Although cattle and sheep owners did not settle their differences without violence in many areas of the West, the Laramie Plains were peculiarly free of such trouble. Creighton, Hutton and Alsop, pioneer ranchers, had both sheep and cattle. Insofar as the writer is aware, there were only two incidents on the Laramie Plains in which violence and death followed a controversy over ranch by cattle and sheepmen.
The first incident happened on Dutton Creek and is reported in the Laramie Boomerang for May 3, 1905. This article gives an interview with Mrs. James Daugherty, a remarkable pioneer woman who was in town as a witness in a suit of the railroad company. She was the first woman to cross the plains on a stage, and her first husband, Mr. Lubber, was killed by Indians near the home on Dutton Creek on September 17, 1876. He was from Denver and she had married him there after taking a trip to Virginia City, Montana, as a nurse to a doctor’s family. Mr. Lubber was killed under mysterious circumstances, and the rumor was that he was killed at the instigation of cattle interests, which rumor has never been authenticated. Be that as it may, the fact is that a sheepman was killed after being warned to keep off that range. Mrs. Fannie G. H. Johnson, who lived on the Hansell place on Cooper Creek, knew where Mr. Lubber was buried near that ranch, but in recent years activity by the oil companies has obliterated the location of the grave.
Mrs. Florence McCollum and the late Joe King furnished the writer with information concerning the so-called Albany County Sheep Raid. The headlines in the Laramie Boomerang tell the story in short and startling sentences. On April 27, 1904, the story on the front page was headed: “Raid upon a sheep camp—three hundred sheep slaughtered by masked men—Maxwell and Stevens flock were grazed upon deeded land leased from owner by sheepmen—Raid by band of sixteen masked men on sheep camp of Maxwell & Stevens on Weaver Ranch, twenty-four miles south of Laramie—Two sheep wagons destroyed by fire and 300 head of sheep killed—Cyrus Engbrson, foreman of the sheep camp, brought in word after walking seven miles from sheep camp to Tie Siding and thence by train to Laramie. Warrants sworn out for the men recognized by the herders.”
This story was in favor of the sheepmen. However, there was another side to the story, and in a news item on May 14, 1904, Anny Keyes stated in a letter to the newspaper that the sheep were trespassing and on April 18 were on the Keyes ranch land where they did not belong. In another item appearing in the May 15, 1904, Laramie Boomerang, a number of ranchmen who signed their names maintained that the sheep flock of Maxwell and Stevens had trespassed on their lands at various times and were trespassing as much of the time as they were on their leased land. The June 4, 1904, Laramie Boomerang carries the news item titled—“A verdict of not guilty. Ranchmen charged with sheep raid are acquitted. Jury was out five hours—Prosecution sought to prove identification by the herders and defense an alibi in each case. Herders swore that they recognized raiders in spite of their masks.”

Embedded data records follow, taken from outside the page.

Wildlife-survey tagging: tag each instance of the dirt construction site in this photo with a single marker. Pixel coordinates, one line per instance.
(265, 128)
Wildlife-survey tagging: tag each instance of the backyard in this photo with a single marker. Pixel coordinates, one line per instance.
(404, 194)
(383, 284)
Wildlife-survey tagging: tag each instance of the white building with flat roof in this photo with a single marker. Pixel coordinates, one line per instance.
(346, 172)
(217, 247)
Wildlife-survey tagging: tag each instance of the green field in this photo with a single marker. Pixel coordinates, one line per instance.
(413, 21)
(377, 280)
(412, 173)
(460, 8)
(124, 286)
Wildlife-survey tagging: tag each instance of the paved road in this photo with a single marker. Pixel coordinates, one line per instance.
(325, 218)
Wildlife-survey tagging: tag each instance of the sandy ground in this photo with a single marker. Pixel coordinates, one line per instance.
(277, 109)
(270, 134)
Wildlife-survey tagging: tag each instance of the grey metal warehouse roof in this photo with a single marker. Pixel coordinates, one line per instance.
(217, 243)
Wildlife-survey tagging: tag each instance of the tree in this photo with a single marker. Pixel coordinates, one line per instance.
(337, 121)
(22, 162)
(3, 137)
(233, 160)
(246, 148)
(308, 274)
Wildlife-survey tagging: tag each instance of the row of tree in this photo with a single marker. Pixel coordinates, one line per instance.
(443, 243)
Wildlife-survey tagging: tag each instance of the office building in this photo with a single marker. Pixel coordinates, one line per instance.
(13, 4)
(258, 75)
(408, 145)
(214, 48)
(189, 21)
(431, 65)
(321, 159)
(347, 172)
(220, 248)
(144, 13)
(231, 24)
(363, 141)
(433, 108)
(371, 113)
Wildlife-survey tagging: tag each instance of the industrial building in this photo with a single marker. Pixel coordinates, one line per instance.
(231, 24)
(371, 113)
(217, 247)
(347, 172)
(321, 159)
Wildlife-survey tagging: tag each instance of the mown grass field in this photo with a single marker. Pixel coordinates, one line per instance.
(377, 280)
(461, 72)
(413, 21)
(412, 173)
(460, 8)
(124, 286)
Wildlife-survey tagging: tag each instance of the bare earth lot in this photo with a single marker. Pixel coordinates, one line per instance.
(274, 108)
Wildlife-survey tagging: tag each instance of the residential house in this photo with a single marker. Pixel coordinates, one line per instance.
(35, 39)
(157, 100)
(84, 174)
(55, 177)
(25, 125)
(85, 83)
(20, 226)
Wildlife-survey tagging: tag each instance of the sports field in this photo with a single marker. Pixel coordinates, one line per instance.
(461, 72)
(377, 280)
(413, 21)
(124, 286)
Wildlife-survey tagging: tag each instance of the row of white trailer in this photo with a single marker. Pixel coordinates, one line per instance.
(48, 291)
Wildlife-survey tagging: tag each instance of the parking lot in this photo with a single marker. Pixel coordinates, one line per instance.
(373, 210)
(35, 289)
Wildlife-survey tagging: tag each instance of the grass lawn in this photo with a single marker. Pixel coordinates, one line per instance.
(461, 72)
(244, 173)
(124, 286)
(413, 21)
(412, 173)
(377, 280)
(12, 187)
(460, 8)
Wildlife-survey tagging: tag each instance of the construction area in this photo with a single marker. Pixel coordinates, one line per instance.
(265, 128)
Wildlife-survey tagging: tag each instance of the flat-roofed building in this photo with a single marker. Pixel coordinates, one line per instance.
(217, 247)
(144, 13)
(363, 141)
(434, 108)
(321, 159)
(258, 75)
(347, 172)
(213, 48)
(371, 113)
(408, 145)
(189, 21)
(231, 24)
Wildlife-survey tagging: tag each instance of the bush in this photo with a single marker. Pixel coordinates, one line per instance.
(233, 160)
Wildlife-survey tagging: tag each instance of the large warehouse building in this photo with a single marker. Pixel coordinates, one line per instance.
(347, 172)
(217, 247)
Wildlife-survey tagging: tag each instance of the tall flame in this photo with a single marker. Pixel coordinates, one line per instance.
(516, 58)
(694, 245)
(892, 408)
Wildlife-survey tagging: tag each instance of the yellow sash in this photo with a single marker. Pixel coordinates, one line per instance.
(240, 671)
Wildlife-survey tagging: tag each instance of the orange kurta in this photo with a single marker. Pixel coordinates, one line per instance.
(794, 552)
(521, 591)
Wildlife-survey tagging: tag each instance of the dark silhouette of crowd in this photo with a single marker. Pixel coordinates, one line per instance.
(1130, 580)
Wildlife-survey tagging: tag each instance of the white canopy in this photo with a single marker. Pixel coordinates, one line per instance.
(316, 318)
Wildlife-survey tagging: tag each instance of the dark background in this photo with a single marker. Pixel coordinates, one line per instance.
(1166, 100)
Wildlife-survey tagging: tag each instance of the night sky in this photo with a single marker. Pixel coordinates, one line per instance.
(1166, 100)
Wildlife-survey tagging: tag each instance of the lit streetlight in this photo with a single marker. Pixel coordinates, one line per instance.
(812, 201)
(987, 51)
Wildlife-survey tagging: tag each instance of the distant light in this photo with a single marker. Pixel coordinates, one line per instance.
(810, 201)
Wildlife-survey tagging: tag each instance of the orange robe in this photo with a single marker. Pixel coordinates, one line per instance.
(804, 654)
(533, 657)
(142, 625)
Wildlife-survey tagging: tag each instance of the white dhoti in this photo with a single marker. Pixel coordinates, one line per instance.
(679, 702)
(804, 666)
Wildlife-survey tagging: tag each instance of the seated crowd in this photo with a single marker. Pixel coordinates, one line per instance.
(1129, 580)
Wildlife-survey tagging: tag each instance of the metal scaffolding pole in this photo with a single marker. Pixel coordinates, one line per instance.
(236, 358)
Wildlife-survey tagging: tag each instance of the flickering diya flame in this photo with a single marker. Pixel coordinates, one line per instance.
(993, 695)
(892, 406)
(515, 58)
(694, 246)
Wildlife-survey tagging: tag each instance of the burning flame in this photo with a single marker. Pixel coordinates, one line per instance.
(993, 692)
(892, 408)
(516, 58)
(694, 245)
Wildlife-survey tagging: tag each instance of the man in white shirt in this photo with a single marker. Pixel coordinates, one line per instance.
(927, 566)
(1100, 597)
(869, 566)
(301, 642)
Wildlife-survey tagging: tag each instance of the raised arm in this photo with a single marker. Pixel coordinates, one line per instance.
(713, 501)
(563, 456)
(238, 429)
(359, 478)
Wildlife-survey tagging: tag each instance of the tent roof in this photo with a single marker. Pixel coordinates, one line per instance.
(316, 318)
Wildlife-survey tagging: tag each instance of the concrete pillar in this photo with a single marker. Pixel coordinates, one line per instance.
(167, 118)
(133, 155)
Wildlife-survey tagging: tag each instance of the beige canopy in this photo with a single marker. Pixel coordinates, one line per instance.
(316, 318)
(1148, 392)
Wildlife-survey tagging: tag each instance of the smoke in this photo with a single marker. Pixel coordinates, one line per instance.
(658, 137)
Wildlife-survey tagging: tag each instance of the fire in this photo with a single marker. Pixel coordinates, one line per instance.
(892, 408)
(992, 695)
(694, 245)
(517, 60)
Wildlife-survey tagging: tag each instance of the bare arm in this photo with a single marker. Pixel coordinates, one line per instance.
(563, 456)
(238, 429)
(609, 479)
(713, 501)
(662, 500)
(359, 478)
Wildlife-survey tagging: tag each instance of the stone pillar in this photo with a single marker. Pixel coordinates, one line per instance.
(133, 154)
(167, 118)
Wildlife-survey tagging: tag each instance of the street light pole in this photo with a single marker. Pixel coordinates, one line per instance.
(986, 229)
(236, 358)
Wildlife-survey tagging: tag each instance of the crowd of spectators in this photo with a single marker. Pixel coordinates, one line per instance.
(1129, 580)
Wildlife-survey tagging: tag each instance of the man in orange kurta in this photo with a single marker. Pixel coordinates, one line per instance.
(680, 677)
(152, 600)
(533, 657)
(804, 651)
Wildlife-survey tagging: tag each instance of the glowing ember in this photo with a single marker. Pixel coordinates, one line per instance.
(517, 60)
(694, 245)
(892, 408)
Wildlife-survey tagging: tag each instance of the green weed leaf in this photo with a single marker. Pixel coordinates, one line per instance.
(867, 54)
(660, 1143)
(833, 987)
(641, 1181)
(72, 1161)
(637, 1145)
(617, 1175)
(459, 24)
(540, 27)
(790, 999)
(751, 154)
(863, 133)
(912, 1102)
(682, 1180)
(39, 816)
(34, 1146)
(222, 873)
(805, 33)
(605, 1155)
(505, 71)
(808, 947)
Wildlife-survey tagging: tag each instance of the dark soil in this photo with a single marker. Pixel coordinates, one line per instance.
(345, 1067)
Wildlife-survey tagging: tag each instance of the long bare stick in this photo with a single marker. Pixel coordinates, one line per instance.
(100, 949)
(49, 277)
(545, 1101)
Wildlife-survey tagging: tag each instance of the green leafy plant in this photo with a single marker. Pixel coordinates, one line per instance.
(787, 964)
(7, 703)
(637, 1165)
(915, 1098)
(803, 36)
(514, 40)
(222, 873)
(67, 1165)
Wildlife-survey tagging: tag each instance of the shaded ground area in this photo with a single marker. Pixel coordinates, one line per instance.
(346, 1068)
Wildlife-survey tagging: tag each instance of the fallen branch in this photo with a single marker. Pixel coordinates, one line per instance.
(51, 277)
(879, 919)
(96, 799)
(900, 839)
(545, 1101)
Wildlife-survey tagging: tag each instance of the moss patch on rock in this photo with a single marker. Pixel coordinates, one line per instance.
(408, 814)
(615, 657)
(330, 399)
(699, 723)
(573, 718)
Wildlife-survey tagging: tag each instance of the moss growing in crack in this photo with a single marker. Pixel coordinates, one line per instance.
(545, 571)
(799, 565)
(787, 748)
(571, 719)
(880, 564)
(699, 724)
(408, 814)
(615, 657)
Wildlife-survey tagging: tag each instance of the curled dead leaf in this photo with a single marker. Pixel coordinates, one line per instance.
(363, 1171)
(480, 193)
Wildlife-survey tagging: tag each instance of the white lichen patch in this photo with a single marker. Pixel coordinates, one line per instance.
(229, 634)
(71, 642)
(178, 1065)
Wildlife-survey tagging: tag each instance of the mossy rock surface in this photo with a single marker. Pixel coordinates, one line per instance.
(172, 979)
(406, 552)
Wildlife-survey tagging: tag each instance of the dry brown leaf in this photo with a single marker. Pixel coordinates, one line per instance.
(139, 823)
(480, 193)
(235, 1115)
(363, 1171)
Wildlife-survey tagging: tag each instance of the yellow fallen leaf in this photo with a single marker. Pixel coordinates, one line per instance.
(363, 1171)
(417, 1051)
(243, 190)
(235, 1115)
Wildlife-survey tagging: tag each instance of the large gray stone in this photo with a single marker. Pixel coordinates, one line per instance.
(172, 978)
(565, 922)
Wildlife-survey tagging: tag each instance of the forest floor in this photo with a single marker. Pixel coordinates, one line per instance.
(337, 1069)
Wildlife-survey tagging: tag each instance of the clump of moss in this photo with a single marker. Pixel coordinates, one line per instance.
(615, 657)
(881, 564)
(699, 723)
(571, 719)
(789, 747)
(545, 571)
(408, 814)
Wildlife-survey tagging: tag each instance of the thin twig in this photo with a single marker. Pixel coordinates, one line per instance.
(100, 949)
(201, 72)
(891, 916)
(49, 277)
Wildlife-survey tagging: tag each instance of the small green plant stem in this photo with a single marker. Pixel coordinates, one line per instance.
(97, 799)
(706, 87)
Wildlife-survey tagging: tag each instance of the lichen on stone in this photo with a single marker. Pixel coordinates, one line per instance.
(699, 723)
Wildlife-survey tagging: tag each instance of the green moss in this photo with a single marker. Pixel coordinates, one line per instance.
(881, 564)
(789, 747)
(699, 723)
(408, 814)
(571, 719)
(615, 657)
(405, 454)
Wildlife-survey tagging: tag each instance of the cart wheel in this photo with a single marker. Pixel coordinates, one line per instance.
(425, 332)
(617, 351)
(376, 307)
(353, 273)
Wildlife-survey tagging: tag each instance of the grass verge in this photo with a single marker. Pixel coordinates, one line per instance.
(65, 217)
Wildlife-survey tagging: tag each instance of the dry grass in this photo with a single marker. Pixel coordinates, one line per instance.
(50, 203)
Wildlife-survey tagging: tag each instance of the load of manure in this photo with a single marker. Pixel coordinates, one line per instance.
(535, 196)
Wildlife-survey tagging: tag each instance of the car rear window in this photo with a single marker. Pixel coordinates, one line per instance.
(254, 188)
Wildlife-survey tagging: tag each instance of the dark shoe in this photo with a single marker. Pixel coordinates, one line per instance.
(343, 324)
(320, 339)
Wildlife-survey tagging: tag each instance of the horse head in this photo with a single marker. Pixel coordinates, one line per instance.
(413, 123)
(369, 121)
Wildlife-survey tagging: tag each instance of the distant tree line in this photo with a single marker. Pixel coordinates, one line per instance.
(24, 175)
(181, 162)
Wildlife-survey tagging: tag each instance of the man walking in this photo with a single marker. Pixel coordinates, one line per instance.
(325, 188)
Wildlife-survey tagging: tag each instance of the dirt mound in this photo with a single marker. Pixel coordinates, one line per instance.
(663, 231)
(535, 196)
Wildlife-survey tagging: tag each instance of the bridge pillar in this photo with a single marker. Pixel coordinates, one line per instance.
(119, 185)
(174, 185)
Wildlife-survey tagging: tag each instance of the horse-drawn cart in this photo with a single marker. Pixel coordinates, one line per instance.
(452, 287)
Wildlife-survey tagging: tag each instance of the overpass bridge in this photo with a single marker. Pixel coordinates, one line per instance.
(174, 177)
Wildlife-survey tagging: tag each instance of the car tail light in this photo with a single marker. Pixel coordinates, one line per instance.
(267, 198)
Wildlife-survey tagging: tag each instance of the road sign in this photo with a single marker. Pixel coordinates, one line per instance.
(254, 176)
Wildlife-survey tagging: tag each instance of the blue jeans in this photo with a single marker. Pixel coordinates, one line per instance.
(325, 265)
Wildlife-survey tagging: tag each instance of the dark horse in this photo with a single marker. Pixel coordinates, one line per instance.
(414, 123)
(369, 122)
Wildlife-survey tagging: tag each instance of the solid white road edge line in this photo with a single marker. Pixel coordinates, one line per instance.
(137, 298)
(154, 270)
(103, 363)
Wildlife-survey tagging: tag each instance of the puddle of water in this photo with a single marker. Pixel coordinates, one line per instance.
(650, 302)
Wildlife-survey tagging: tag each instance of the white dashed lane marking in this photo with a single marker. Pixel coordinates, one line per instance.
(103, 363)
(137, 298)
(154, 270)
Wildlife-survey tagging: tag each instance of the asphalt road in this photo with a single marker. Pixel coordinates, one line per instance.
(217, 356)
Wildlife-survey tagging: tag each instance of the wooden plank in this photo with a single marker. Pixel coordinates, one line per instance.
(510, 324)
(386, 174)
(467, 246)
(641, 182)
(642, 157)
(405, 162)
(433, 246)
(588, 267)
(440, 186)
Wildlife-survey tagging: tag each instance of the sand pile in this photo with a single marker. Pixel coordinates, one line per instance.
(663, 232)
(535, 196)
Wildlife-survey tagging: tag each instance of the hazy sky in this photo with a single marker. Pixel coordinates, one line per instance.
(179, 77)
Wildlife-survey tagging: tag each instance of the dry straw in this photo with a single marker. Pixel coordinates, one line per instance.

The ranchmen were particularly irate because Mr. Stevens, who had run these sheep on the South Sybille, had brought them over to the Tie Siding area and had gone into partnership with Mr. Maxwell, ostensibly to gain range rights, and then had leased the Weaver land, which the ranchmen maintained was not sufficiently large to furnish range for the band of sheep, and consequently the sheep were constantly trespassing on the property of neighboring ranchers.
The Laramie Boomerang for Dec. 13, 1904, states that Dr. Stevens bought out the interest of Mr. William Maxwell in the Maxwell-Stevens herd of sheep. The sheep are ranging upon the range of Mr. Stevens in the Sybille in charge of Charles Jarvis as foreman.
This incident was the only one of consequence in which Albany County cattle and sheepmen disagreed, and the trouble broke out in violence. In fact, the earliest ranchers, such as Creighton, Hutton and Alsop, ran both cattle and sheep, and Bob Homer ran sheep for many years until the bad storms late in the 1880s forced him out of the business.